County Falls 12 Spots in Ranking
The Los Angeles area remains one of the worst places in America to do business while the neighboring Inland Empire, with a friendlier government attitude and lots of land, rates as one of the best, according to a survey in the May issue of Inc. Magazine. The county fell 12 positions to 153 in this year’s ranking. The Inland Empire region, encompassing San Bernardino and Riverside counties, is the nation’s sixth-best place for business, one spot better than in the initial survey last year, the Daily News of Los Angeles reported. Two of the top five regions No. 1 Reno and No. 5 Medford, Ore. are singled out as top business centers close to California’s border. The survey was based on U.S. Department of Labor data from September 1994 to September 2004.
Hahn Wants Schools Say-So
Citing a “crisis in our schools,” Mayor James Hahn said Tuesday that his office should have greater authority over the Los Angeles Unified School District, including appointing three members to the school board, the Daily News of Los Angeles reported. After meeting with parents at the Animo South Los Angeles Charter High School, Hahn said he would support a City Charter amendment that would allow the Mayor’s Office to appoint school board members, create charter schools and give merit pay to teachers at low-performing campuses. Hahn’s proposal caught LAUSD officials by surprise, as he had said before the primary election that he would work with the district to make improvements.
CBS May Seek Signal Fee
Faced with an exodus of viewers to cable and the possibility of eroding advertising revenue, CBS Television is seeking a new cash fee from cable operators that run its programming, the Los Angeles Times reported. Leslie Moonves, co-president of CBS’ parent company, Viacom Inc., said during an earnings announcement Tuesday that there was “a possibility” that CBS-owned stations could begin charging cable and satellite operators in exchange for the right to air the CBS signal. Currently, the broadcast networks do not collect cash fees from the pay-TV operators that make their signals available to subscribers.

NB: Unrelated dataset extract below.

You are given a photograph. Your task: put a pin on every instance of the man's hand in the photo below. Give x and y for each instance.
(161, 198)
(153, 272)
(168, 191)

CalPERS Adds Nations to Its Investing List
After a three-year snub, the California Public Employees’ Retirement System has added Thailand and Sri Lanka to a list of Asian emerging markets where the fund might invest, the Associated Press reported. Argentina and Turkey also passed the requirements, bringing to 19 the number of emerging markets CalPERS can invest in globally. Asian markets that have yet to make it in the list reviewed annually since 2002 are China, Indonesia and Pakistan.
Justices Raise the Bar on Stock Fraud Cases
The Supreme Court made it harder Tuesday for investors and pension funds to sue and win back the money they lost after the bursting of the stock market bubble of the late 1990s, ruling that the nation’s antifraud laws were not “insurance against market losses.” The justices used a failed suit against a small San Diego pharmaceutical company to issue a warning against open-ended lawsuits claiming stock fraud, the Los Angeles Times reported. The 9-0 ruling set a strict standard for bringing into court lawsuits claiming stock fraud. It applied the Private Securities Litigation Reform Act of 1995, a measure designed to curb lawsuits that alleged stock fraud.